“Ay! What is it?” echoed Zegota.
“Speak, Zouche!” said the King; “Whatever strange conclusion your poetic brain discovers, doubt not but that we shall accept it,—from!”
“Accept it? I should think so!” cried Zouche; “You are bound to accept it whether you like it or not; there is no other way out of it!”
“Well, what is it?” repeated Zegota impatiently; “Declare it!”
“It is this;” said Zouche, “Simply this,—that, with the King as our comrade and associate, the Revolutionary Committee is no use! It is finished! There can be no longer a Revolutionary Committee!”
“That is true!” said the King; “It may henceforth be known as a new Parliament!”
Cheer after cheer echoed through the crowded room, and while the noise was at its height a knocking was heard outside and Sholto, the hunchback father of Pequita, demanded admittance. Zegota unlocked the door, and in a few minutes the situation was explained to the astonished landlord of the Revolutionary Committee quarters. Overwhelmed at the news, and full of gratitude for the kindness shown to his child, which he now knew had emanated from the King in person, he would have knelt to kiss the Royal hand, had not the monarch prevented him.
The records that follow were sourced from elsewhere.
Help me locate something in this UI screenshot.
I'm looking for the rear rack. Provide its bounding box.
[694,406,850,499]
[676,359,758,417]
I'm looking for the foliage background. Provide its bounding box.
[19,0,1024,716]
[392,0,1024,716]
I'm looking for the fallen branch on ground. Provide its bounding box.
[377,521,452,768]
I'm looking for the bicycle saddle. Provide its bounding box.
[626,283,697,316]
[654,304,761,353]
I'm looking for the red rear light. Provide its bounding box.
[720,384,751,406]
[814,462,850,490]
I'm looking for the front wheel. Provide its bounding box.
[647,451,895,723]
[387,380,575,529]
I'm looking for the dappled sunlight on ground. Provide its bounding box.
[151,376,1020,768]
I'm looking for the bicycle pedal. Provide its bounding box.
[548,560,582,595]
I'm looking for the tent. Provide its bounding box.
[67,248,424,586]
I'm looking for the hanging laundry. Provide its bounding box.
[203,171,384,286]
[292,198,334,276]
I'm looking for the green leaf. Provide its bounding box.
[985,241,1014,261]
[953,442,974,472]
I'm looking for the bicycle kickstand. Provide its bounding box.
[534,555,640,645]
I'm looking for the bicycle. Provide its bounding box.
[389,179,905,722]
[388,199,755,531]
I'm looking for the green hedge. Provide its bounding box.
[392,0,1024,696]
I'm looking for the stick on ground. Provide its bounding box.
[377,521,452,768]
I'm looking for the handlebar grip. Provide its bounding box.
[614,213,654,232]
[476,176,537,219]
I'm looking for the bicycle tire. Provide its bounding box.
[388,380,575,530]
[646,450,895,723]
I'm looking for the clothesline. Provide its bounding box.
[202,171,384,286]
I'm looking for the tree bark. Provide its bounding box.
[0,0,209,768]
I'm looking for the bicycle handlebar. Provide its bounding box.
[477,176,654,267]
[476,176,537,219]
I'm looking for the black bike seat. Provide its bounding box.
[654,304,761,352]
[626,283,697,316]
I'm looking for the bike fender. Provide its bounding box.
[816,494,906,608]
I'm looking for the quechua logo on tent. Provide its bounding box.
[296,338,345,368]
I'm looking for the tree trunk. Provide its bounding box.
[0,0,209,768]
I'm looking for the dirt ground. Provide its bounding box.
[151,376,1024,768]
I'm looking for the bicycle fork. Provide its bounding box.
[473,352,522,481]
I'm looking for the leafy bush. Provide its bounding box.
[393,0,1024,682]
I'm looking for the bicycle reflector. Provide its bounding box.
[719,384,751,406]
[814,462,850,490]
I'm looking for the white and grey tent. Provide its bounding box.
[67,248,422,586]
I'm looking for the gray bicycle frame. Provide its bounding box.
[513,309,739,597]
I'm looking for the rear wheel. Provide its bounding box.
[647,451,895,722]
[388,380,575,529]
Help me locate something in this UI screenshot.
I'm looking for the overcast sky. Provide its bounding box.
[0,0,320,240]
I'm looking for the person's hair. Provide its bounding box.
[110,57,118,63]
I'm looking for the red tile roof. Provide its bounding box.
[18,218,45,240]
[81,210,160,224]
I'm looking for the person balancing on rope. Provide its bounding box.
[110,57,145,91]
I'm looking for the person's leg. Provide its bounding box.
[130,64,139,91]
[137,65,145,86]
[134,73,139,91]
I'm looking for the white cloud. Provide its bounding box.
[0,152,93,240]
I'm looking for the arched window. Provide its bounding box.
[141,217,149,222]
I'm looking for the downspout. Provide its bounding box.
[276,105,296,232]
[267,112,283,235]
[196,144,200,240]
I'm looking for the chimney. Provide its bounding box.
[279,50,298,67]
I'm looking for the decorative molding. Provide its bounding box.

“No, my good Sholto!” he said gently; “Enough of such humility wearies me in the monotonous routine of Court life; and were it not for custom and prejudice, I would suffer no self-respecting man to abase himself before me, simply because my profession is that of King! Tell Pequita that I would not look at her, or applaud her dancing the other night, because I wished her to hate the King and to love Pasquin!—but now you must ask her for me, to love them both!”
Sholto bowed low, profoundly overcome. Was this the King against whom they had all been in league?—this simple, unaffected man, who seemed so much at home and at one with them all? Amazed and bewildered, he, by general invitation, mixed with the rest of the men, for each of whom the King had a kind and appreciative word, or a fresh pledge of his good faith and intention towards them and the reforms they sought to effect. Von Glauben was surrounded by a group of those among whom he had made himself popular; and a hundred eager questions were asked of both him and De Launay, who were ready enough to eulogise the daring of their Royal master, and the determination with which he had resolved on making his secret foes his open friends.
“After all,” said Zegota deprecatingly, “it is not so much the King whom we were against, as the Government.”